Le SHAT a d’abord publié, en 2000, l’Inventaire des archives de la guerre. Sous-série Y. Archives administratives du département de la guerre, xviie-xviiie siècles, par MM. Jean-Claude Devos, Samuel Gibiat et Pierre Waksman, instrument de recherche qui répertorie, pour la première fois, les plus anciens dossiers individuels conservés à Vincennes. Dans les mois qui viennent, paraîtront deux autres ouvrages de référence d’inspiration biogra­phique ou prosopographique :

-     les ministres et secrétaires d’État de la Guerre, 1570-1792 : diction­naire biographique, sous la direction de Thierry Sarmant (en coédition entre la Direction de la mémoire du patrimoine et des archives, le SHAT et l’École nationale des chartres) ;

-     les gardes du corps de Louis XVI : étude institutionnelle et diction­naire biographique, par le lieutenant-colonel (e.r.) Gilbert Bodinier.

Sont d’ores et déjà en préparation : un Dictionnaire des officiers géné­raux français de 1760 à 1792 (Gilbert Bodinier), qui fera la liaison entre la Chronologie historique militaire de Pinard et le Dictionnaire de Six ; un Dictionnaire des officiers généraux de la Première Guerre mondiale (sous la direction de Jean-Noël Grandhomme, chargé de mission au SHAT). Ces différents ouvrages offriront de vastes corpus prosopographiques, dont les notices biographiques, plus ou moins développées selon l’échantillon retenu, auront pour point commun de renvoyer aux archives relatives à l’intéressé – et en particulier à son dossier de personnel, quand il existe.

Outil de référence et d’identification pour l’historien, ces publications seront donc de véritables inventaires-index des archives sérielles du SHAT. Le public disposait jusqu’ici, pour exploiter ces fonds, des seuls répertoires manuscrits disponibles à la salle de communication de Vincennes. Le décou­page des différentes séries et sous-séries répond, en outre, à une logique archivistique ou administrative plus qu’historique ou prosopographique. Les inventaires-index en cours de constitution recréeront des corpus plus cohérents d’un point de vue social ou chronologique.

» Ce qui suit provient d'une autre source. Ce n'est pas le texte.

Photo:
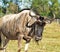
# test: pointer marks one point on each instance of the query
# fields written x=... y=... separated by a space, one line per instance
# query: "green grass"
x=50 y=41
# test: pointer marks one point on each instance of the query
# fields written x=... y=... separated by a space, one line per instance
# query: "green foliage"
x=50 y=8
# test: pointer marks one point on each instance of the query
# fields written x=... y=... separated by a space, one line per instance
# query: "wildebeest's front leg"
x=20 y=37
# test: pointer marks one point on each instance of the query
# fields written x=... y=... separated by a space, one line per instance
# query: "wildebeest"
x=24 y=25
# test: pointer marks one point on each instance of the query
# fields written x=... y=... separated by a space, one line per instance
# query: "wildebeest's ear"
x=32 y=13
x=41 y=18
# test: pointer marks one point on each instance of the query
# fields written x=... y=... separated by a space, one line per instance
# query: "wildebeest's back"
x=15 y=24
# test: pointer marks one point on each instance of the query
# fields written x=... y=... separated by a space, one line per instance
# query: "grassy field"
x=50 y=41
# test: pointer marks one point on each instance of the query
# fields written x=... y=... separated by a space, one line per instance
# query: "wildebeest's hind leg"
x=20 y=37
x=4 y=42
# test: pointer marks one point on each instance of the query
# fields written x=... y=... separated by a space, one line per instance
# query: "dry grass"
x=50 y=41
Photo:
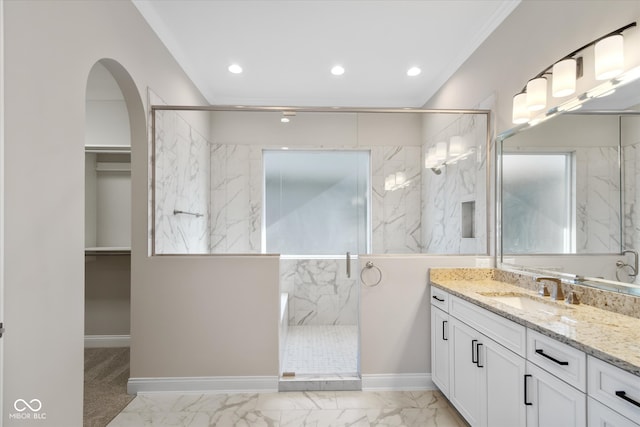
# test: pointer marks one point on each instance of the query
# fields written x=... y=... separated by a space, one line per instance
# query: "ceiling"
x=287 y=47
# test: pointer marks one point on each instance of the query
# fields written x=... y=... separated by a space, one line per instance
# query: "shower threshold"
x=320 y=358
x=323 y=382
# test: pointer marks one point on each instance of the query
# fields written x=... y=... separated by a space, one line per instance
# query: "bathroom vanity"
x=506 y=356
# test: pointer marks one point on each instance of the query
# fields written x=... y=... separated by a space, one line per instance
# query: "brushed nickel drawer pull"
x=553 y=359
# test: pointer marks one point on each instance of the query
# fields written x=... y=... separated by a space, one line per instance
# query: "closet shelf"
x=115 y=149
x=106 y=250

Comme on le voit, les travaux évoqués ci-dessus intéressent principale­ment la prosopographie des élites et la biographie politique. C’est le pendant indispensable à l’accent mis par le Service historique sur l’histoire politique et administrative des hautes instances de la Défense sous la forme d’études institutionnelles et d’éditions critiques de documents (procès-verbaux des hautes instances de la IIIe République, collections de rapports d’attachés militaires ou de chefs de missions militaires, etc.). Après les ministres de la Guerre de l’Ancien Régime, il sera naturel de traiter de leurs successeurs des deux derniers siècles. Après les officiers généraux du xviiie siècle et ceux de la guerre de 1914-1918, on s’efforcera de traiter de ceux de la période 1792-1914 et de l’après 1919, etc.

À moyen terme, l’entreprise descendra les échelons de la hiérarchie militaire ou administrative. Elle pourra tout d’abord s’étendre à l’ensemble du corps des officiers : le lieutenant-colonel Bodinier a commencé à composer le Dictionnaire biographique des officiers français du xviiie siècle, Martin Barros, chargé d’études au SHAT, a fait de même pour les officiers du génie du xixe siècle – s’inscrivant ainsi dans la continuité des travaux de la regrettée Anne Blanchard sur les ingénieurs de la période 1691-1791. Il sera également loisible de répertorier les employés du ministère de la Guerre, les agents des corps techniques, les aumôniers, bien d’autres encore. Suivant la dimension des corpus, le développement des notices et les délais souhaités d’exécution, l’ouvrage pourra être le fait d’un chercheur unique, travaillant au long cours, ou celui d’une équipe d’historiens et d’archivistes. À plus long terme, on pourra envisager de réunir ces différents corpus dans une grande base de données biographique et de la rendre consultable sur internet. Ainsi sera remis à l’honneur un patrimoine dont le caractère sériel et l’immensité même ont fait jusqu’ici négliger l’exceptionnelle valeur.                 

 

Thierry Sarmant



[1]        En sanskrit, le terme “avatara” désigne les incarnations successives de Vishnou.